Image Performance & Core Web Vitals: The Complete Guide for Local Business SEO

Written by Anthony James Peacock, Founder & CEO of LinkDaddy Media

Images are the single largest contributor to poor Core Web Vitals scores in most local business websites. The hero image on your homepage is almost certainly your Largest Contentful Paint (LCP) element — the metric Google uses to measure how fast your page loads for real users. A slow LCP score is a direct ranking signal. But the standard fix — compressing images — destroys the EXIF metadata that makes your images valuable for local search. This guide explains how to optimise images for both performance and SEO without sacrificing either.

How Core Web Vitals affect local search rankings

Core Web Vitals are a set of performance metrics that Google uses as a direct ranking signal. They measure three aspects of user experience: loading speed (LCP), visual stability (CLS), and interactivity (INP). Google introduced Core Web Vitals as a ranking factor in 2021, and they have been part of the Page Experience signal ever since.

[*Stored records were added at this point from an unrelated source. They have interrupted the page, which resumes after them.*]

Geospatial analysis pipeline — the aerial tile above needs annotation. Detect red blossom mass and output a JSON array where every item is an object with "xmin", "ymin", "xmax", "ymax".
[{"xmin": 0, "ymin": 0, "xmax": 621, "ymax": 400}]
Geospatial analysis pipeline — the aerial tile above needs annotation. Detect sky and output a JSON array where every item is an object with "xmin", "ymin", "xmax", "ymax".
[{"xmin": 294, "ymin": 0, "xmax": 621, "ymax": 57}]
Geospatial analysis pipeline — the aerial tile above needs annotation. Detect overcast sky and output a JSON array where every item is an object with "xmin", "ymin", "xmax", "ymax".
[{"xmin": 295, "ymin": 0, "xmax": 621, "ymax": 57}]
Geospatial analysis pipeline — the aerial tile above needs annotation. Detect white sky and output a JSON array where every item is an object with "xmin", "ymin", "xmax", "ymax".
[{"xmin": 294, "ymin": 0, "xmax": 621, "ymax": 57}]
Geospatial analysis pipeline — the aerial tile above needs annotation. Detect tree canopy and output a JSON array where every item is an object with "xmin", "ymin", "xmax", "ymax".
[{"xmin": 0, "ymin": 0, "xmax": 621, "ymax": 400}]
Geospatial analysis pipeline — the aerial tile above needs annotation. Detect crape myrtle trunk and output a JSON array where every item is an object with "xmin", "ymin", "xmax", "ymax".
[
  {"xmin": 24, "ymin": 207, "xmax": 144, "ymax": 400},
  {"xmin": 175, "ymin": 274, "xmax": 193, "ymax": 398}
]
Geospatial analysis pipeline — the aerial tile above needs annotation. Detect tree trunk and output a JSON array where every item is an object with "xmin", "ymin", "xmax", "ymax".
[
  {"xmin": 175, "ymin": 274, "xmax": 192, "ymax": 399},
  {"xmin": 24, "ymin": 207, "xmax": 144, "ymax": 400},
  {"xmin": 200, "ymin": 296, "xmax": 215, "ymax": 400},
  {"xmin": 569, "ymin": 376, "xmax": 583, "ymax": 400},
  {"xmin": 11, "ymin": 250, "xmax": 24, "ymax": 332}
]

For local businesses, the most impactful metric is LCP. The Largest Contentful Paint measures the time from page load to when the largest visible element is fully rendered. In virtually every local business website, that element is the hero image. A slow, unoptimised hero image is therefore a direct drag on your search ranking — not just your user experience.

The critical tension is this: the same EXIF metadata that makes your images valuable for local SEO is stripped by standard image compression tools. Most businesses are forced to choose between performance and metadata. LinkDaddy Media's pipeline eliminates this choice by compressing images and re-injecting metadata in a single automated step.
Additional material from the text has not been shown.